Agar itik-itik ini tidak memasuki lokal sebelah, maka aku menutup pintu yang menghubungkan ke dua lokal itu. Dan membiarkan dua buah pintu muka dan belakang terbuka lebar, dengan maksud; supaya itik-itik ke luar di sana dan tidak memasuki lokal sebelah atau mengotorinya…
Rupanya perbuatanku ini dilihat oleh teman santri lain, dan tanpa melihat realitas sebenarnya, lalu melaporkan kepada ketua asrama, bahwa aku mengurung itik-itik di lokal.
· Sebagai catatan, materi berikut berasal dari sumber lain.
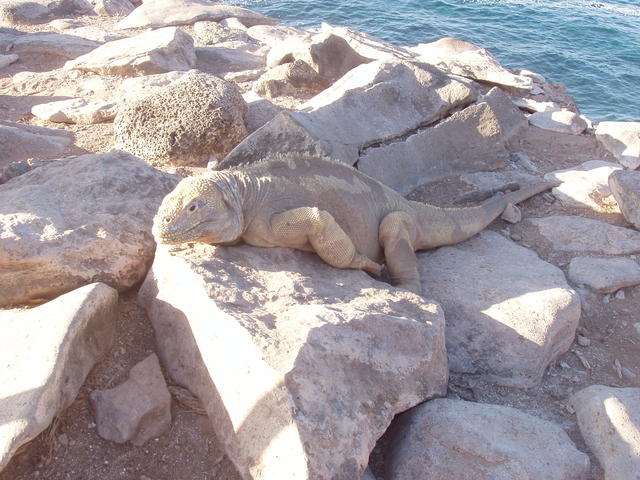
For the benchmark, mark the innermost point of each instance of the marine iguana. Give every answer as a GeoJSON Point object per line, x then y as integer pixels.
{"type": "Point", "coordinates": [317, 204]}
Padahal aku sama sekali tidak berbuat demikian…
Ketua asrama berintial J marah besar. Ia menelan mentah-mentah laporan itu… Aku berusaha menjelaskan duduk perkara sebenarnya. Tetapi J tetap menolak. Karena memang dilihatnya pintu penghubung masing-masing lokal, tertutup rapat...
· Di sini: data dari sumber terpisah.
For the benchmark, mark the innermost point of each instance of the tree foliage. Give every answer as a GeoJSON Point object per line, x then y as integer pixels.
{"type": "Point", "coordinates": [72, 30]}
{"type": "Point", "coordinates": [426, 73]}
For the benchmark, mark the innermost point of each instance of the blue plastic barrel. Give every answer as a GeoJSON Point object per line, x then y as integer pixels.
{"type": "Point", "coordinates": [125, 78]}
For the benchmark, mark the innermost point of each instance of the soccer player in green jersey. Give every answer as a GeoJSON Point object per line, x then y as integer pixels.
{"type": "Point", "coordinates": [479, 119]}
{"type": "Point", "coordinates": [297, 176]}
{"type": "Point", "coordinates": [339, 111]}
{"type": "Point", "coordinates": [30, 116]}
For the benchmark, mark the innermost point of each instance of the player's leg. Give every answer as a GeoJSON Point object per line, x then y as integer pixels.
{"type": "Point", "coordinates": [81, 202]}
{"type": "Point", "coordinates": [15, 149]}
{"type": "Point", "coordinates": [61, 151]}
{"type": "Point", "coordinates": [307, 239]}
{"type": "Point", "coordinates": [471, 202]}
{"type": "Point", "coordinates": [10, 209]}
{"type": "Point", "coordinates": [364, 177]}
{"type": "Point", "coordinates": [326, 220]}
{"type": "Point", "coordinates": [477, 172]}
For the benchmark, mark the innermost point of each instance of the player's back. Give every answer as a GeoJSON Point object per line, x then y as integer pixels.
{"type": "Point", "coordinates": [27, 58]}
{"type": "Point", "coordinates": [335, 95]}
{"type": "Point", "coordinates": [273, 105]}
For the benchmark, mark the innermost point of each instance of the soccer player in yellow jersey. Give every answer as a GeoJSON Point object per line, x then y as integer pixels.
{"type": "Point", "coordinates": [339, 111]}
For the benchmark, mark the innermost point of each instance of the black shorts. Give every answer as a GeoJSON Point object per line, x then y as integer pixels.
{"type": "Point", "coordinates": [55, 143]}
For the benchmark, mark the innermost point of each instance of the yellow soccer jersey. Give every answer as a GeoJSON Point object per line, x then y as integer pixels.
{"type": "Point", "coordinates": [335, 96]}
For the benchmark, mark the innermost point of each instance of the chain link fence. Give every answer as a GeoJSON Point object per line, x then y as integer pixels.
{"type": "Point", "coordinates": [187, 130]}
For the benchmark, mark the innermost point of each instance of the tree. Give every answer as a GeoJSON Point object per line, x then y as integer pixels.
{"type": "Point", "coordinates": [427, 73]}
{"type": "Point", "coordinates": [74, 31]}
Ketika sidang pelanggaran yang diadakan setiap malam rabu itu, maka diangkatlah kasusku tadi ke persidangan yang dipimpin oleh Abuya sendiri.
Aku dituduh melakukan kesalahan besar“sengaja mengurung itik dalam lokal hingga kotor” dan seluruh santri yang hadir tertawa mengejekku, menggelariku dengan sebutan tidak senonoh... Aku malu bercampur geram…
Aku membela diri tetapi ucapanku tidak digubris, karena ketua asrama dan teman santri tadi sebagai saksi. Maka dijatuhilah aku sangsi hukuman; yang secara fisik tidak seberapa. Tapi… semenjak peristiwa itu pula para santri menjuluki aku dengan nama “si… itik”.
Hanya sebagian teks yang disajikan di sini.